Les Rébellions, première partie : contexte politique

Author:
Matthew Farfan

medium_rebellions.2.jpgRÉBELLIONS DE 1837-1838
En 1837 et 1838, le Haut-Canada et le Bas-Canada furent ébranlés par d'immenses bouleversements sociaux et politiques, appelés les Rébellions, qui ont été ressentis plus profondément au Bas-Canada (Québec), où Louis-Joseph Papineau et son parti Patriote dominaient l'Assemblée législative et le mouvement pour la réforme politique. Les Patriotes, composés en grande partie - mais pas entièrement - de Canadiens français, se sont trouvés de plus en plus en opposition au leadership conservateur canadien-anglais et britannique de la province.

LES CANTONS
Les affrontements violents, le long de la rivière Richelieu, à Saint-Eustache et ailleurs, ont déjà été largement racontés. Ce qui nous intéresse ici, c'est que tant le mouvement des réformes que les insurrections subséquentes comportaient des éléments particuliers aux Cantons-de-l'Est.

Dans le milieu des années 1830, les comtés limitrophes de Missisquoi et Stanstead envoyèrent chacun des réformateurs à l'Assemblée à Québec. Mais en 1837, lorsque les membres les plus radicaux du mouvement réformiste de la province se tournèrent vers la révolte ouverte, l'ensemble du mouvement - incluant ses membres plus modérés - se trouva impliqué.

D'ORIGINE AMÉRICAINE
Un certain nombre de membres de l'Assemblée provenant des Cantons-de-l'Est venaient originellement des États-Unis. Ceci n'est pas surprenant puisqu'à cette époque, une bonne partie de la région était peuplée de gens d'origine ou de descendance américaine. Nonobstant le mythe populaire selon lequel les Cantons étaient peuplés de Loyalistes fidèles à la monarchie britannique, les liens avec les États-Unis étaient puissants; plusieurs nouveaux immigrants ou leurs enfants penchaient en fait les idéaux du côté des démocratiques de la Révolution américaine.

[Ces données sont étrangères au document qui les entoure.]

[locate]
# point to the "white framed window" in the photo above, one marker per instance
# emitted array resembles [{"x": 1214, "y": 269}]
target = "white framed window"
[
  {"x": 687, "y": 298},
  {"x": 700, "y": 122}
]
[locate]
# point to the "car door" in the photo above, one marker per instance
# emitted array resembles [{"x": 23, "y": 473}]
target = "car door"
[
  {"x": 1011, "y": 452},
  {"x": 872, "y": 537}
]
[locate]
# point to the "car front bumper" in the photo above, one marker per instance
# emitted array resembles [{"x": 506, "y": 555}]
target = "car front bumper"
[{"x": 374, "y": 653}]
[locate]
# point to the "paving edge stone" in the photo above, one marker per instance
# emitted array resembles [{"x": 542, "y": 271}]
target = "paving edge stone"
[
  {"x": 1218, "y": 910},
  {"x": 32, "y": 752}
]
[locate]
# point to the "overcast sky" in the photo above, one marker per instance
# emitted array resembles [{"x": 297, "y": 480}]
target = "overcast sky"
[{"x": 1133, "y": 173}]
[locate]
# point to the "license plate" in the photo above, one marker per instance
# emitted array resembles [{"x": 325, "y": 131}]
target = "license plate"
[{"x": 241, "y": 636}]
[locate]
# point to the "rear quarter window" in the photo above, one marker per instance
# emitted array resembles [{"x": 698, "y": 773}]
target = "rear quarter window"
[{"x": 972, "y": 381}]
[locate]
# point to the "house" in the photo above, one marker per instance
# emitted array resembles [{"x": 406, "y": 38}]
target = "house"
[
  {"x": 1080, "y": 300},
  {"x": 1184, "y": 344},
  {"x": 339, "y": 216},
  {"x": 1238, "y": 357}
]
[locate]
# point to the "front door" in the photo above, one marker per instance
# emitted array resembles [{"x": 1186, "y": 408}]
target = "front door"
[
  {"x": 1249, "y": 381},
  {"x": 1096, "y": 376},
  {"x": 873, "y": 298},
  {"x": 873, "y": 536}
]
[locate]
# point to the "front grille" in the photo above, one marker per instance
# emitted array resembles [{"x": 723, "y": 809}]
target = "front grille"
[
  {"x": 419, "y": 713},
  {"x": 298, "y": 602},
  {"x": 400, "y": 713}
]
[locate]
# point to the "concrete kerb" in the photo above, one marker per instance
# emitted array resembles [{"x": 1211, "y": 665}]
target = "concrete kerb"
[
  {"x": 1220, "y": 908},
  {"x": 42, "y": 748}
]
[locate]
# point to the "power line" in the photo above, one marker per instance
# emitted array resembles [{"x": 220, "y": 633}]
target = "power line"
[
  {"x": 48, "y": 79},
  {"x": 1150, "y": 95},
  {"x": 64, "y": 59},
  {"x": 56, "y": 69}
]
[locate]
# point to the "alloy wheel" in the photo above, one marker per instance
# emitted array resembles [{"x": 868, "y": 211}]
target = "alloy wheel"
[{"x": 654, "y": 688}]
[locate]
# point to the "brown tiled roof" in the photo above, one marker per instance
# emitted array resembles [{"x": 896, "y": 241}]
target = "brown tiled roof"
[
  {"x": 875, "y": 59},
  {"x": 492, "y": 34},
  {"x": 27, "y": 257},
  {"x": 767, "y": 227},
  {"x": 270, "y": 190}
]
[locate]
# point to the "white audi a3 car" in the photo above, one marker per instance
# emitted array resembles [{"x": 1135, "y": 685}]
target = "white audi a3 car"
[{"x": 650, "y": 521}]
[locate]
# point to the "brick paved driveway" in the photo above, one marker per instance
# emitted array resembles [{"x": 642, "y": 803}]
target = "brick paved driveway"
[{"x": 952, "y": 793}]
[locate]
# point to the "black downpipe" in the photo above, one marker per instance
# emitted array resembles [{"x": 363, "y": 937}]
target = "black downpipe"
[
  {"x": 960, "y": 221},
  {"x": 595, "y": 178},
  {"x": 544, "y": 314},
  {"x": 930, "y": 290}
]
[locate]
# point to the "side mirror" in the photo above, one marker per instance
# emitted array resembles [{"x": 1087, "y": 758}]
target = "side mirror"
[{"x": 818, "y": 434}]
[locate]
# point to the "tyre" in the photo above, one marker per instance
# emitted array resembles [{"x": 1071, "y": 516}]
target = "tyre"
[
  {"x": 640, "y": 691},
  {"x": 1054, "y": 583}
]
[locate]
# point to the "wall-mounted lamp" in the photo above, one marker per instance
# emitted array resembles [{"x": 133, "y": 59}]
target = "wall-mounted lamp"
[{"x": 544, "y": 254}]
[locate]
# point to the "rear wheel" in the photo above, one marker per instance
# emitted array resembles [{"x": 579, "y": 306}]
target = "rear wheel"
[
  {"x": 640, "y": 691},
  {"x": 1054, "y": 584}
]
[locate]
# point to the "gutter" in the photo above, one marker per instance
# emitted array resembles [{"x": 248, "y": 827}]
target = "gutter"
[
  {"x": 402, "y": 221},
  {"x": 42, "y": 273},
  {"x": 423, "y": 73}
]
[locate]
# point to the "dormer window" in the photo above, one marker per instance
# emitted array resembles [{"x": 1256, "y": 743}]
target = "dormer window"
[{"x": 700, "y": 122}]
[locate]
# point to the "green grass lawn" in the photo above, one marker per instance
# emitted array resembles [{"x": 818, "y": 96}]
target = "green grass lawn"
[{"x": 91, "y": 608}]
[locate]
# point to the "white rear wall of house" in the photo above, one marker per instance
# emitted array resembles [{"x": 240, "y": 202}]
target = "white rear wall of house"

medium_rebellions.1.jpgLES DROITS DE LA PERSONNE
Membre de l'Assemblée pour le comté de Stanstead, Marcus Child, né au Massachusetts, prit ouvertement parti pour Papineau. À l'Assemblée, M. Child vota en faveur des fameuses 92 Résolutions de Papineau, lesquelles énuméraient toutes les demandes du parti et ses revendications contre le gouvernement. M. Child se déclara "fervent supporteur de la Charte des droits de la personne."(1) Puissantes déclarations dans une province qui se trouvait encore bien loin de la démocratie, mais qui semblèrent séduire paysans et commerçants des Cantons.

Durant cette période, plusieurs journaux réformistes étaient publiés dans les Cantons. À Stanbridge East, des troupes du gouvernement auraient balancé les presses du Missisquoi Post dans la rivière Pike. Le St. Francis Courier, imprimé à Sherbrooke, faisait partie également des journaux de cette veine. Durant les insurrections, le Canadian Patriot (Stanstead), journal de grand format particulièrement radical, était en fait mis sous presse de l'autre côté de la frontière, en sécurité, à Derby Line au Vermont. Son éditeur, écrivait l'historien des Cantons, B. F. Hubbard, se vouait à attiser le sentiment révolutionnaire chez les gens.(2)

RÉFORMATEURS ET CONSTITUTIONNELS
Des associations de réformateurs se formèrent dans plusieurs cantons; les discours prononcés lors de ces réunions étaient rapportés dans les journaux locaux et montréalais au cours des années qui ont mené au premier éclatement des insurrections en novembre 1837. Dans les Cantons-de-l'Est, les gens devenaient très fortement politisés.

Les associations dites loyales ou constitutionnels comptaient aussi des adhérents dans la région. Plusieurs leaders respectés, hommes d'affaires influents et politiciens se trouvaient dans ce camp, parmi lesquels Joseph Walton, l'éditeur au franc parler du journal sherbrookois, Farmers' Advocate and Townships Gazette. Certains résidents des Cantons démontraient leur loyauté en servant dans la milice locale qui finalement contribua à maintenir l'ordre dans les Cantons pendant et après les insurrections.

(Voir : Les Rébellions, deuxième partie : les Hunters' Lodges et la réaction loyale)

Références :
1) Matthew Farfan, The Stanstead Region, 1792-1844, Ottawa, 1992, 48.
2) B. F. Hubbard, Forests and Clearings, Montréal, 1874, pp. 12-16.